Paul looked cynical.
“If you don’t believe in wishes,” he pointed out, “then what’re you doing it for at all?”
I shook my head.
“Dunno,” I said at last. “Just for something to do, I expect.”
He laughed.
“That’s you, Boise,” he said between gusts of laughter. “That’s you all over, that is. Catch Old Mother for something to do!”
And he was off again, rolling alarmingly close to the edge of the platform in his incomprehensible hilarity until Malabar, tied with string at the foot of the tree, began to bark sharply and we fell silent before our cover was blown.
5
Soon after that, I found the lipstick under Reine-Claude’s mattress. A stupid place to hide it, really-anyone could have found it, even Mother-but Reinette was never imaginative. It was my turn to make the beds, and the thing must have worked its way under the bottom sheet, because that was where I found it, tucked between the lip of the mattress and the bedboard. At first I didn’t recognize it. Mother never used makeup. A small golden cylinder, like a stubby pen. I turned the cap, encountered resistance, opened. I was experimenting rather gingerly on my arm when I heard a gasp behind me and Reinette jerked me round. Her face was pale and contorted.
“Give me that!” she hissed. “That’s mine!”
She snatched the lipstick from my fingers and it fell to the floor, rolling under the bed. Quickly she scrabbled to retrieve it, her face flaring.
“Where did you get that?” I asked curiously. “Does Mother know you’ve got it?”

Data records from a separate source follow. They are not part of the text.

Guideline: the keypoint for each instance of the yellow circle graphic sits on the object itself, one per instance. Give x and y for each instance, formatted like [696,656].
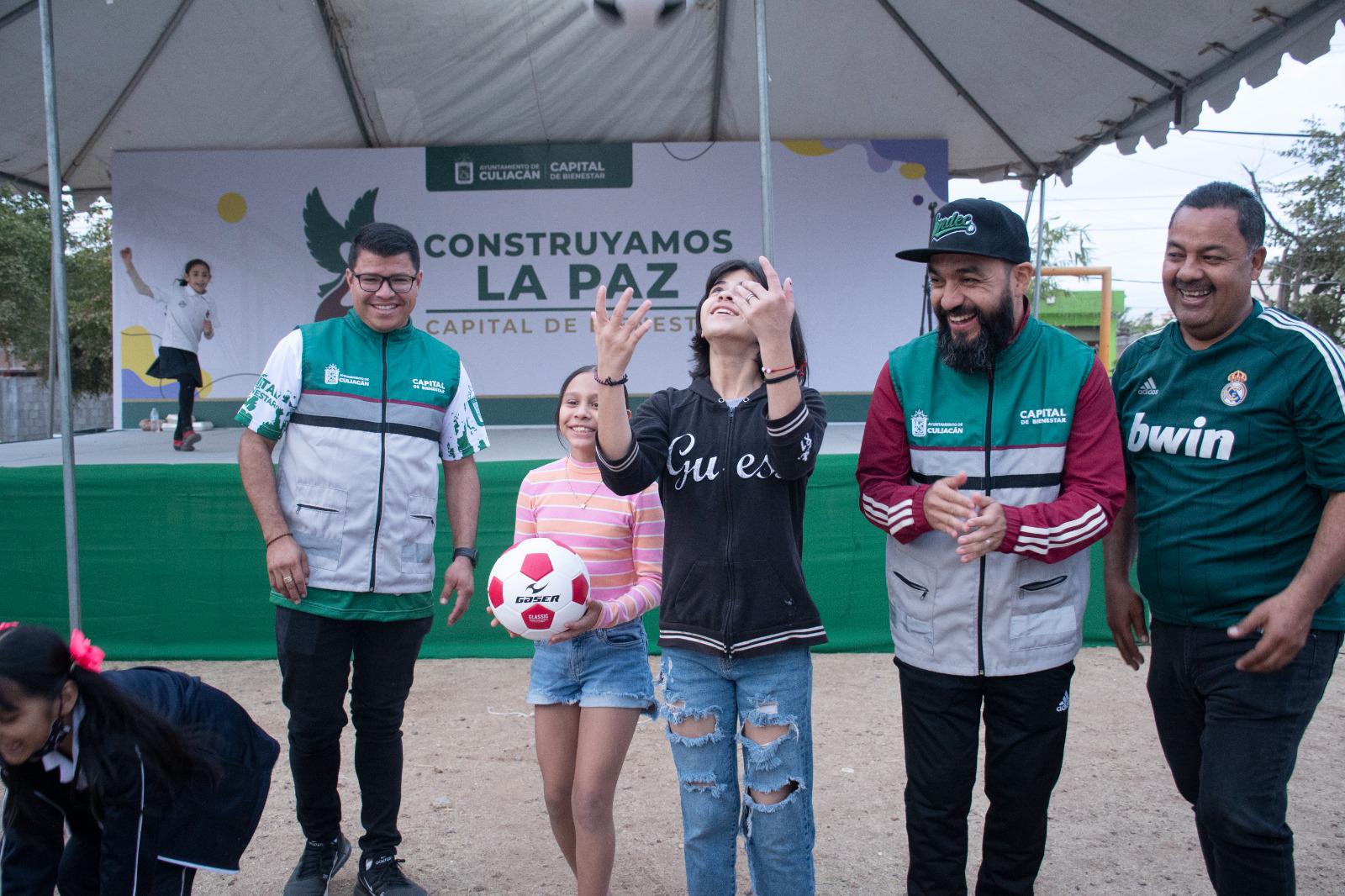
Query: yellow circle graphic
[232,208]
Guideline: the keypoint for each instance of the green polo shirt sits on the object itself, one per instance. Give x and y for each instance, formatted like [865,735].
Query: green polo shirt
[1232,451]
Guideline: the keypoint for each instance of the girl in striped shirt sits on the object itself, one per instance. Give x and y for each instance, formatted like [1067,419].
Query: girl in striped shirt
[592,681]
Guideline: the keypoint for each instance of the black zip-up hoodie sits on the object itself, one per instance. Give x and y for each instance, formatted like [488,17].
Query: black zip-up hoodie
[732,485]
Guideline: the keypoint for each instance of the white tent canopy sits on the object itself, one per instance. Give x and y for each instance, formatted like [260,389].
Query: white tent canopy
[1015,87]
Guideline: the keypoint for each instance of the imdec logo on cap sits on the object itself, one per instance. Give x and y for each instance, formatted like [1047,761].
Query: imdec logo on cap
[957,222]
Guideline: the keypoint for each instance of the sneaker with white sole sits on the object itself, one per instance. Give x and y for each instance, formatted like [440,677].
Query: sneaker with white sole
[381,875]
[316,867]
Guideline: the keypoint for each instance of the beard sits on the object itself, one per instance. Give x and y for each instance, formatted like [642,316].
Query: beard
[978,354]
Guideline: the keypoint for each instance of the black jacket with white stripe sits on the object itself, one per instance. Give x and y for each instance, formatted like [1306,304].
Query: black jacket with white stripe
[140,824]
[733,486]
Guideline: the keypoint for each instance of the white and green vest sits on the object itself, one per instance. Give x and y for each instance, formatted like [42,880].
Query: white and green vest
[1006,614]
[361,461]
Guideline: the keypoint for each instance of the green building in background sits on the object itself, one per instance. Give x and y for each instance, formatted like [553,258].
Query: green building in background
[1078,313]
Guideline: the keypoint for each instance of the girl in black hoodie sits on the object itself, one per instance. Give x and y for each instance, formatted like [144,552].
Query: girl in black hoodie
[732,454]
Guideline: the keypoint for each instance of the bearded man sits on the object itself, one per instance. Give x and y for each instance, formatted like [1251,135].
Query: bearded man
[992,459]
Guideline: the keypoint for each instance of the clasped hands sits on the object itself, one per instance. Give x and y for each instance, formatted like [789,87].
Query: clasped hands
[975,521]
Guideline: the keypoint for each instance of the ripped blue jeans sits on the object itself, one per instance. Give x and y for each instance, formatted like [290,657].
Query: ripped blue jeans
[767,690]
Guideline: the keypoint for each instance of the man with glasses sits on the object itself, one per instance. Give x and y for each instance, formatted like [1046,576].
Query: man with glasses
[372,408]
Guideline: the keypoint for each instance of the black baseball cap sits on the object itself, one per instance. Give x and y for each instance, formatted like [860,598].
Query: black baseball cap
[975,228]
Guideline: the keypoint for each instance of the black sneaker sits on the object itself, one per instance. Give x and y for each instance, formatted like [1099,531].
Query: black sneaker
[316,867]
[382,876]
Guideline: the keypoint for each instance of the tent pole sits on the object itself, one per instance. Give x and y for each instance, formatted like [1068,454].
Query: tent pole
[51,363]
[1042,224]
[58,293]
[764,138]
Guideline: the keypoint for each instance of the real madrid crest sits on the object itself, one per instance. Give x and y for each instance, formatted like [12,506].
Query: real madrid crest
[1235,390]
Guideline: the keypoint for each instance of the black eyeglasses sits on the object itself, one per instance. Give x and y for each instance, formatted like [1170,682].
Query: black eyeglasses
[373,282]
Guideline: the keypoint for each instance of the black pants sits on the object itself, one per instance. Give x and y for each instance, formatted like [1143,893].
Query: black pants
[1231,741]
[1026,744]
[80,872]
[186,403]
[316,656]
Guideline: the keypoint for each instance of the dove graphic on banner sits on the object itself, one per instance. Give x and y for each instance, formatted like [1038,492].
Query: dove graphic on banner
[326,239]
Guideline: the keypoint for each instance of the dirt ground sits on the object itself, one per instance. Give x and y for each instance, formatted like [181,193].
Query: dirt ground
[474,822]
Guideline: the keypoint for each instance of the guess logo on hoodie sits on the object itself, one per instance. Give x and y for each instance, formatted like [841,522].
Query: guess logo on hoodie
[701,468]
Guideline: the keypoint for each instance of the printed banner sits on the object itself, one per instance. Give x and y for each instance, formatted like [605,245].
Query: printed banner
[515,241]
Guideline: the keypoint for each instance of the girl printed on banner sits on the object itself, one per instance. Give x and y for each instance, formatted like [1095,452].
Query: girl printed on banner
[591,683]
[154,774]
[188,315]
[732,454]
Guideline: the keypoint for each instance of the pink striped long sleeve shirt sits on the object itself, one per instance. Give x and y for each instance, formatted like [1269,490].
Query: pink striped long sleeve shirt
[620,537]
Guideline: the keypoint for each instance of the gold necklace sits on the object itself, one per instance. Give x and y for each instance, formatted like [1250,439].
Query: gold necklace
[571,485]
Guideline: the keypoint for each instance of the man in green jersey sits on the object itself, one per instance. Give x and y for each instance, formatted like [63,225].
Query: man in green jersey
[1234,424]
[373,412]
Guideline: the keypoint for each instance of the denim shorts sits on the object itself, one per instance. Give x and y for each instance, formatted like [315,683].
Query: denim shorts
[600,667]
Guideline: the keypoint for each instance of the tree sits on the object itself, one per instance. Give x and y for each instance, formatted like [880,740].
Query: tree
[1063,245]
[26,286]
[1311,271]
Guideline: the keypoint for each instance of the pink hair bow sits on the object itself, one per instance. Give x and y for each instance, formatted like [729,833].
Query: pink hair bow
[84,653]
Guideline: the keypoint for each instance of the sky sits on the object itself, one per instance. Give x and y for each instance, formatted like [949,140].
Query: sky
[1125,201]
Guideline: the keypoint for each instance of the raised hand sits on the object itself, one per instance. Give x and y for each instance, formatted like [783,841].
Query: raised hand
[767,308]
[616,335]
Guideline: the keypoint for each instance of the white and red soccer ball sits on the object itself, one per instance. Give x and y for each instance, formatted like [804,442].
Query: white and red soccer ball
[537,587]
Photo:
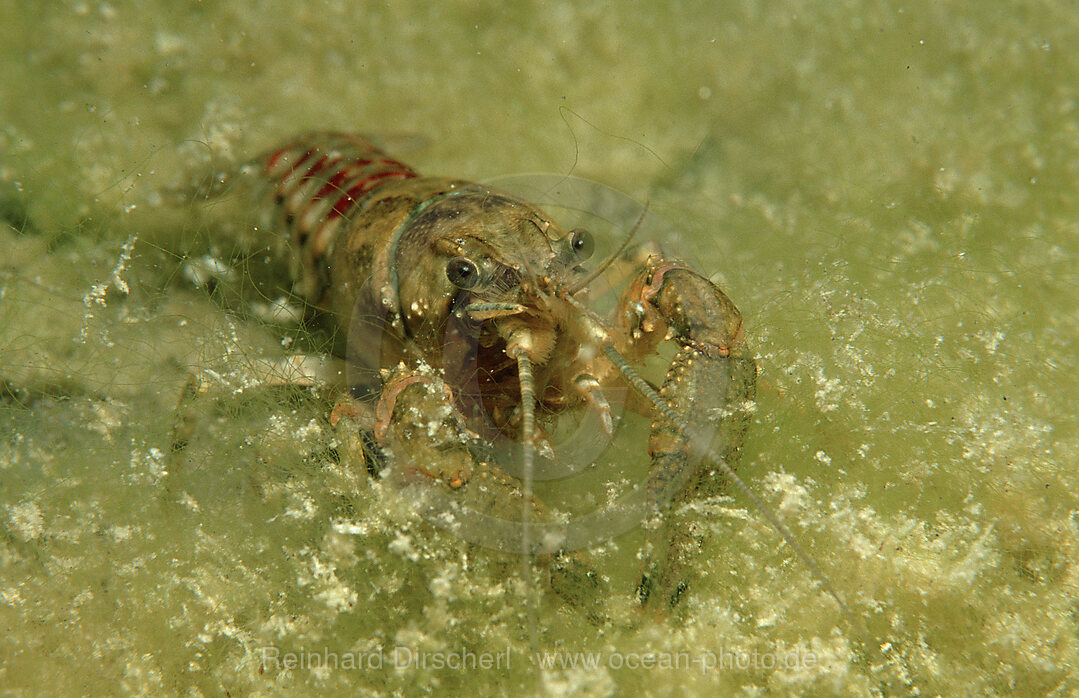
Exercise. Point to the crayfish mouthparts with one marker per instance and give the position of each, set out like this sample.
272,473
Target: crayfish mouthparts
453,283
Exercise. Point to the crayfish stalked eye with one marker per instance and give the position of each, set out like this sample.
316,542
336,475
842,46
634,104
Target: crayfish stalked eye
582,243
462,272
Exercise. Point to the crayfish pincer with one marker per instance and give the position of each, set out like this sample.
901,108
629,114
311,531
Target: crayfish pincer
470,329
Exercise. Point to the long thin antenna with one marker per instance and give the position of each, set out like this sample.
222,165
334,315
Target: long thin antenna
528,445
660,405
611,258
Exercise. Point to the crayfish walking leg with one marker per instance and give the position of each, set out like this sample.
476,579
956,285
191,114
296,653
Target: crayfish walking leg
702,409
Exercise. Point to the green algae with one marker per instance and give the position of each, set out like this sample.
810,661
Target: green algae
888,194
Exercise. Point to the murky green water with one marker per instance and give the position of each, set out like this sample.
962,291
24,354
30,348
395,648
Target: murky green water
889,194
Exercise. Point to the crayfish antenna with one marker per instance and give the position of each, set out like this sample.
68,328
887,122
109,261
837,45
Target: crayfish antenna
660,405
614,256
528,448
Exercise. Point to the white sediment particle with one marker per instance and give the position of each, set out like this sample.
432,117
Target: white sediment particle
403,546
206,268
97,292
980,556
331,591
301,506
26,520
794,496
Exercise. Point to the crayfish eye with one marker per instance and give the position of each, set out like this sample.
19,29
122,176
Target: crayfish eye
462,272
582,243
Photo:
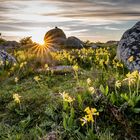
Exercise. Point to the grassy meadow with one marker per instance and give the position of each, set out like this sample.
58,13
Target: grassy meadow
98,99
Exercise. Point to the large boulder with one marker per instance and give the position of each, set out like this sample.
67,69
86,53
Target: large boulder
8,45
6,59
74,42
128,50
55,38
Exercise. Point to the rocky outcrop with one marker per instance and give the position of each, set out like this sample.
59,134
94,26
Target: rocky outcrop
55,38
74,42
6,59
128,50
9,45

“None of your business,“ gasped Reinette, emerging from under the bed. ”You’ve no right to go snooping in my private things. And if you dare tell anyone-“
I grinned. “I might tell,” I told her. “And I might not. It just depends.”
She took a step forward, but I was almost as tall as she was, and though rage had made her reckless, she knew better than to try to fight me.
“Don’t tell,” she said in a wheedling voice. “I’ll go fishing with you this afternoon, if you like. We could go to the Lookout Post and read magazines.”
I shrugged. “Maybe. Where did you get it?”
Reinette looked at me.
“Promise you won’t tell.”
“I promise.”
I spat in my hand. After a moment’s hesitation she followed suit. We sealed the bargain with a spit-clammy handshake.
“All right.” She sat down on the edge of the bed, legs curled underneath her. “It was at school. In spring. We had a Latin teacher there, Monsieur Toubon. Cassis calls him Monsieur Toupet because he looks as if he wears a wig. He was always getting at us. He was the one who made the whole class stay in that time. Everybody hated him.”
“A teacher gave it to you?” I was incredulous.
“No, stupid. Listen. You know the Boches requisitioned the lower and middle corridors and the rooms around the courtyard. You know, for their quarters. And their drilling.”
I’d heard this before. The old school, with its location near the center of Angers, its large classrooms and enclosed playgrounds, was ideal for their purposes. Cassis had told us about the Germans on maneuvers with their gray cow’s-head masks, how no one was allowed to watch and the shutters had to be closed around the courtyard at those times.
“Some of us used to creep in and watch them through a slit under one of the shutters,” said Reinette. “It was boring, really. Just a lot of marching up and down and shouting in German. Can’t see why it all has to be so secret.” Her mouth drooped in a moue of dissatisfaction. “Anyway, old Toupet caught us at it one day,” she continued. “Gave us all a big lecture, Cassis and me and… oh, people you wouldn’t know. Made us miss our free Thursday afternoon. Gave us a whole lot of extra Latin to do.” Her mouth twisted viciously. “I don’t know what makes him so holy anyhow. He was only coming to watch the Boches himself.” Reinette shrugged. “Anyway”-she continued in a lighter voice-“we managed to get him back eventually. Old Toupet lives in the collège-he has rooms next to the boys’ dorm-and Cassis looked in one day when Toupet was out, and what do you think?”
I shrugged.
“He had a big radio in there, pushed under his bed. One of those long-wave contraptions.”